Giving new meaning to the term “work-life balance,” “Severence” spins the tale of a shady corporate employer, Lumon, that develops and uses “severance” technology on its own employees. Severance bifurcates an employee’s consciousness into one set of memories for home and another for the office, with never the two intended to meet. Lumon creates an exclusively company-focused mindset by insulating the office-bound employee mind from the outside world. Adam Scott stars as severed Mark S./Mark Scout who develops bonds with a motley crew of severed co-workers who collectively make up Lumon’s “MDR” department.

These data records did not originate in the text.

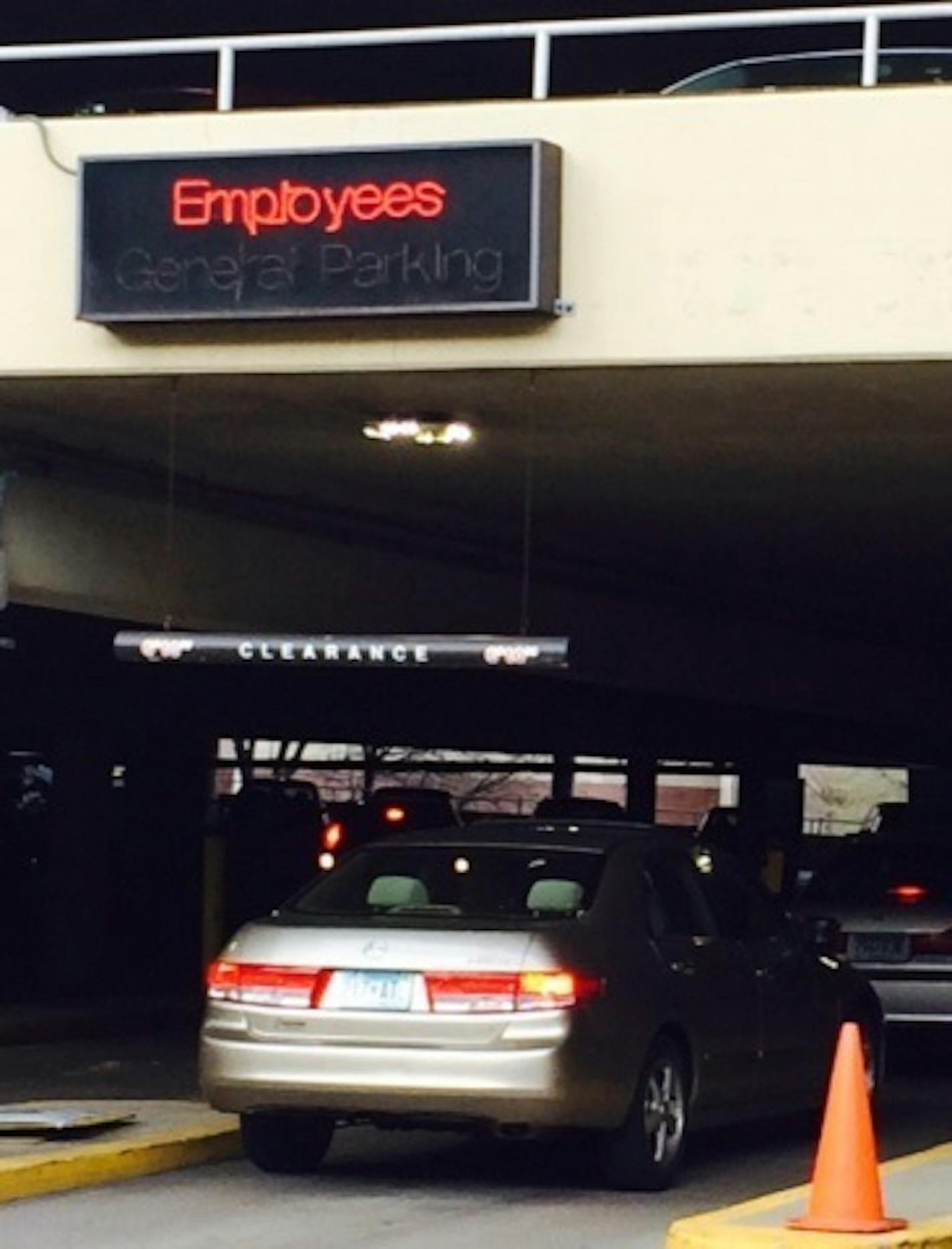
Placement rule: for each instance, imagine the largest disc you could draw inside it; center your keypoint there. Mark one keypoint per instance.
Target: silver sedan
(519, 978)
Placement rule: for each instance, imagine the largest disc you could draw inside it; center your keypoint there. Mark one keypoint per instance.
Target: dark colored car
(271, 832)
(822, 69)
(526, 977)
(386, 811)
(892, 901)
(580, 808)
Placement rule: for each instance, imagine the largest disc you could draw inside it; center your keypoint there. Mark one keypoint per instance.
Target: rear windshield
(868, 873)
(474, 882)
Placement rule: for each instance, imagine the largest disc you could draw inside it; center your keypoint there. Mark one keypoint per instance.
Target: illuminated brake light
(333, 837)
(484, 992)
(909, 893)
(266, 986)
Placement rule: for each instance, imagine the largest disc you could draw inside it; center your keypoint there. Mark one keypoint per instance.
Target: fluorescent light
(421, 433)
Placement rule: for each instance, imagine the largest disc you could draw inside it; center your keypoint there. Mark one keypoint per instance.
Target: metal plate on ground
(27, 1122)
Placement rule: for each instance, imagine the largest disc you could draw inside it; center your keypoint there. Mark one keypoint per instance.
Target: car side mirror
(822, 933)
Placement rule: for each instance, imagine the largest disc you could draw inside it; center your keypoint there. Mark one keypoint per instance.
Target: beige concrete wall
(794, 227)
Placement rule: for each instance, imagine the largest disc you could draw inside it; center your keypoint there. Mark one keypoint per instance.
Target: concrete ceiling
(814, 496)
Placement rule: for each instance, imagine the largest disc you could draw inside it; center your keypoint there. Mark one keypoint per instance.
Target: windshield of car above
(474, 882)
(872, 872)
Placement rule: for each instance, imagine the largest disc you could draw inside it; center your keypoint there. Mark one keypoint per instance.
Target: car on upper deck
(897, 66)
(612, 980)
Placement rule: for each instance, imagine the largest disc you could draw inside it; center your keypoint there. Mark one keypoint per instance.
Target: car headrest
(562, 896)
(398, 891)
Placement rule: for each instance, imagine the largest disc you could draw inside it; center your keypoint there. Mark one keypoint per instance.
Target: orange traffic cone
(846, 1194)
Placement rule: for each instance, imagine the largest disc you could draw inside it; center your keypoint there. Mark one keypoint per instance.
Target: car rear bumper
(538, 1085)
(914, 1000)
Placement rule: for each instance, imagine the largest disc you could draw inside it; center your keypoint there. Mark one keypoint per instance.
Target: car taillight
(333, 836)
(933, 943)
(266, 986)
(909, 893)
(481, 992)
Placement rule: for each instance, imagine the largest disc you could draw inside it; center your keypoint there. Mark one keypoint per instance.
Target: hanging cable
(169, 577)
(529, 487)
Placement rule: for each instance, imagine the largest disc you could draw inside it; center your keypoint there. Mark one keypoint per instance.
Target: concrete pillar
(76, 869)
(771, 821)
(168, 782)
(562, 776)
(641, 788)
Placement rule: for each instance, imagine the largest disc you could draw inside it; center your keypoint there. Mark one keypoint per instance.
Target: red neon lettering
(198, 203)
(190, 201)
(399, 200)
(430, 199)
(366, 201)
(302, 204)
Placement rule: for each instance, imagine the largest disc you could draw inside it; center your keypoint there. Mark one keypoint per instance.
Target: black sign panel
(286, 650)
(329, 234)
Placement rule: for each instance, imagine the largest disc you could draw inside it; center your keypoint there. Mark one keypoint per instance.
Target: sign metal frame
(544, 239)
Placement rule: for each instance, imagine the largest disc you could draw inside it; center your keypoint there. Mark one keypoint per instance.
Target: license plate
(375, 991)
(878, 947)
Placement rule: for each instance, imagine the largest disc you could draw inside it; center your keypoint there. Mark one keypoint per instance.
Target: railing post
(542, 64)
(871, 50)
(227, 79)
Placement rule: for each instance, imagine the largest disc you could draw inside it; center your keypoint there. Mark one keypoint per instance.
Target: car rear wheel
(286, 1143)
(646, 1152)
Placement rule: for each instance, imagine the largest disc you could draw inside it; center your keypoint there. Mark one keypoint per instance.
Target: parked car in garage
(574, 807)
(519, 978)
(385, 811)
(892, 901)
(820, 69)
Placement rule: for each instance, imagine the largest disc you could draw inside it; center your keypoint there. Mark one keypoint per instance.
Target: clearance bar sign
(388, 651)
(326, 234)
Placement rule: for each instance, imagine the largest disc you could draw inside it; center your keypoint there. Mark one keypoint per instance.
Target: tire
(645, 1154)
(286, 1143)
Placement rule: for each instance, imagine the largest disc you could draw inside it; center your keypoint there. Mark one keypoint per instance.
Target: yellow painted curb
(720, 1230)
(99, 1163)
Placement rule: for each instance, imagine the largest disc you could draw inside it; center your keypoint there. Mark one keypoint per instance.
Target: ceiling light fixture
(421, 431)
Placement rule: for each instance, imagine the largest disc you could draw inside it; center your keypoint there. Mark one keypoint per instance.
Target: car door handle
(681, 968)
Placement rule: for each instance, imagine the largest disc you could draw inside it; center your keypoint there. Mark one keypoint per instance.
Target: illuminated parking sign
(415, 651)
(404, 230)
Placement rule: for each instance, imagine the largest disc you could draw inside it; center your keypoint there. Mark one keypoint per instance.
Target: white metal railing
(542, 34)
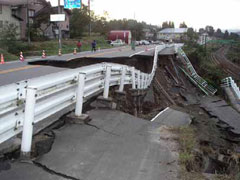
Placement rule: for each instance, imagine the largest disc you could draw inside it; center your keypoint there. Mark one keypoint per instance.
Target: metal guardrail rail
(204, 86)
(26, 103)
(229, 82)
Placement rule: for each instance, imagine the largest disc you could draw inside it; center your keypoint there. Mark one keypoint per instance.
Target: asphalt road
(16, 71)
(113, 146)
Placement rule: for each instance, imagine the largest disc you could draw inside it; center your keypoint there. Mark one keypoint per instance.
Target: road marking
(140, 52)
(19, 69)
(159, 114)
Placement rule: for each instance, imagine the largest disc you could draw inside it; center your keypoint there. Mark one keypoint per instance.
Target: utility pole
(59, 28)
(28, 22)
(89, 9)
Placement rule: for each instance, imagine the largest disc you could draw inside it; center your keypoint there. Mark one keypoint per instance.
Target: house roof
(13, 2)
(22, 2)
(174, 31)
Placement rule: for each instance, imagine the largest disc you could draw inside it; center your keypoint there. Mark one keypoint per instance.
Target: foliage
(234, 53)
(79, 22)
(192, 35)
(183, 25)
(9, 39)
(169, 24)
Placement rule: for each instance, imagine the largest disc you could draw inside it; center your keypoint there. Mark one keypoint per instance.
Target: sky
(222, 14)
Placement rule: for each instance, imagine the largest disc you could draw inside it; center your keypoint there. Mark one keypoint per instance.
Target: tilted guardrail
(26, 103)
(191, 72)
(229, 82)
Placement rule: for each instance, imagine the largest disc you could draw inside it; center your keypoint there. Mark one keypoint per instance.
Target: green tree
(226, 34)
(192, 35)
(79, 22)
(210, 30)
(218, 33)
(182, 25)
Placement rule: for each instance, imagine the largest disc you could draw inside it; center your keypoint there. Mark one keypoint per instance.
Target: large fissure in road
(217, 147)
(142, 63)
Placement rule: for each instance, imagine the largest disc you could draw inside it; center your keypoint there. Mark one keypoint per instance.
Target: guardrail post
(122, 81)
(80, 94)
(142, 80)
(28, 123)
(107, 82)
(133, 78)
(138, 80)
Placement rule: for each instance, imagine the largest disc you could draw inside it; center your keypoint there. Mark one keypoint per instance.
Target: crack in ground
(108, 132)
(45, 168)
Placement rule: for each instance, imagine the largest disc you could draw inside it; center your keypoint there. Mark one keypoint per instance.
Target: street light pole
(89, 8)
(28, 21)
(59, 28)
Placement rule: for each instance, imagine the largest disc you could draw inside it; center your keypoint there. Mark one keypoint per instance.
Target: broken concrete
(217, 107)
(114, 145)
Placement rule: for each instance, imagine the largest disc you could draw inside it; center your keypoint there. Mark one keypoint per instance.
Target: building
(148, 34)
(124, 35)
(20, 12)
(174, 34)
(7, 17)
(50, 29)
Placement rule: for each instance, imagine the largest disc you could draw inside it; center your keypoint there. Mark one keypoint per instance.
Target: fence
(24, 104)
(229, 82)
(194, 77)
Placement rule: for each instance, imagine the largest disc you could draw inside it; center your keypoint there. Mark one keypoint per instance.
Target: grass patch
(187, 142)
(8, 56)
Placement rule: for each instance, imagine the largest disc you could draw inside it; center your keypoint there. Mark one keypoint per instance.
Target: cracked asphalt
(114, 145)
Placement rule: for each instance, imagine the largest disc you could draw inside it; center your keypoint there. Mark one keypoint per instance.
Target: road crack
(108, 132)
(45, 168)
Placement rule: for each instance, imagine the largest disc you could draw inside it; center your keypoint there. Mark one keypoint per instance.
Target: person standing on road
(94, 44)
(79, 46)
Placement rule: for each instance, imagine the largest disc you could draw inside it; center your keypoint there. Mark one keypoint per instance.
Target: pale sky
(222, 14)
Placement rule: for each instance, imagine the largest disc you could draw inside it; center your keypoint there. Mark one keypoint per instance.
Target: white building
(171, 33)
(6, 17)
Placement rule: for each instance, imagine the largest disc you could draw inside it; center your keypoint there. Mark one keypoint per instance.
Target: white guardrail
(26, 103)
(229, 82)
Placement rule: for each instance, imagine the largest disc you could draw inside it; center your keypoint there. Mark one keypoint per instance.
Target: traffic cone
(2, 59)
(146, 49)
(75, 51)
(43, 54)
(59, 52)
(21, 57)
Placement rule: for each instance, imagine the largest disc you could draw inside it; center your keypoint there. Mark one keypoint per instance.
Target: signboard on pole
(71, 4)
(57, 17)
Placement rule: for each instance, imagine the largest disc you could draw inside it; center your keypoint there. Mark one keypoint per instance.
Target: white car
(144, 42)
(117, 42)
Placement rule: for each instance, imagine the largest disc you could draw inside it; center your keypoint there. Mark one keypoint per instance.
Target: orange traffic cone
(43, 54)
(59, 52)
(21, 57)
(75, 51)
(2, 59)
(146, 49)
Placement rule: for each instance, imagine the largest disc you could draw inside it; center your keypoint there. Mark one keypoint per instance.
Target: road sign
(57, 17)
(71, 4)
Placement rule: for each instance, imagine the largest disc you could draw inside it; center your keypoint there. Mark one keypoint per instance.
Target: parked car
(137, 43)
(117, 42)
(144, 42)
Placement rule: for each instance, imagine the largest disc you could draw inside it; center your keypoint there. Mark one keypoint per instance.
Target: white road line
(140, 52)
(159, 114)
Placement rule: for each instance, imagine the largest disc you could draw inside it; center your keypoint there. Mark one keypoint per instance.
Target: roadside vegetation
(200, 56)
(11, 47)
(233, 53)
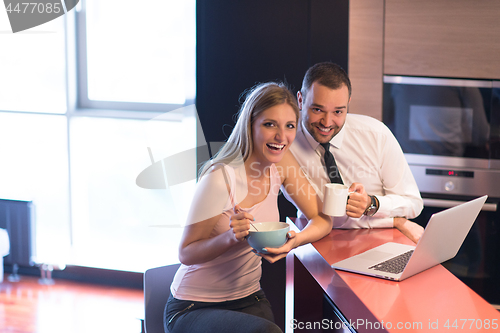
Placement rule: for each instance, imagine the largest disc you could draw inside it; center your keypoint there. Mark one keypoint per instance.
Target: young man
(366, 156)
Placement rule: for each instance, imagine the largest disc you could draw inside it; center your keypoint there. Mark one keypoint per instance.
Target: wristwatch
(372, 209)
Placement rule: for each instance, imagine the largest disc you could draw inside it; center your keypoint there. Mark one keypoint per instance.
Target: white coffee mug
(335, 199)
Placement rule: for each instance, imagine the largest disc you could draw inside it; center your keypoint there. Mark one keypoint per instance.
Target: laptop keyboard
(394, 265)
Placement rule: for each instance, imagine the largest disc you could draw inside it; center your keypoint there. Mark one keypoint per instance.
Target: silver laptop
(441, 240)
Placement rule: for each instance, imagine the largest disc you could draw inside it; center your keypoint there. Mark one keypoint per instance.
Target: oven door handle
(490, 207)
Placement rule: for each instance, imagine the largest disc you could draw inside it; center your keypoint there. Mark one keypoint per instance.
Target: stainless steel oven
(449, 130)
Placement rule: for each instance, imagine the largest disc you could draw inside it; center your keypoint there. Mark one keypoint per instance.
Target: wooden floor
(70, 307)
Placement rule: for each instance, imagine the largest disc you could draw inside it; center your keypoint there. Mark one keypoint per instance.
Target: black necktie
(331, 166)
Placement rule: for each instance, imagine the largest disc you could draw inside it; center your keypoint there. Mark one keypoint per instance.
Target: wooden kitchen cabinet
(442, 38)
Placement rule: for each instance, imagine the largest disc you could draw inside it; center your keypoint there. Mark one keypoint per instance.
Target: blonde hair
(239, 145)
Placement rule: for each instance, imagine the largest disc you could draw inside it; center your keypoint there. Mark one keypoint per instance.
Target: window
(71, 142)
(138, 52)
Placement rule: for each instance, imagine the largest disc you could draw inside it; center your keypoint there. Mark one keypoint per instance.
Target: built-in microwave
(449, 130)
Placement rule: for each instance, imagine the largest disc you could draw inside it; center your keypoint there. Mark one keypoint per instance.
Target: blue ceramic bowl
(269, 234)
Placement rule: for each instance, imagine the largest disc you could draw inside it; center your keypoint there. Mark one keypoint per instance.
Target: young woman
(217, 287)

Season two ends where season one left off: with each “innie” member of the MDR unit getting a glimpse of their respective “outie” lives. If season one spends most of its time on innie and outie world building, season two follows the collision of these worlds. Scott gives an impressively dexterous performance as he shuttles between identities. The supporting cast includes all-stars like Christopher Walken and John Turturro as severed employees, and Patracia Arquette as an icy Lumon overseer who eventually goes rogue. Honorable mention goes to Tramell Tillman as the ridiculously uptight assistant manager, Milchick.
The most satisfying element of “Severance” is its quirky originality. Beyond the broad category of science fiction, “Severance” doesn’t fit neatly into any television genre and thus is not bound by many formulas or narrative conventions. In particular, the Lumon office building is a surreal labyrinth of fluorescent lights, sterile hallways, and twisted psycho-engineering lurking behind every door. This inventiveness reliably keeps viewers off balance and clueless as to what’s coming next, and the season two finale will leave you smacking your lips in anticipation of the next season.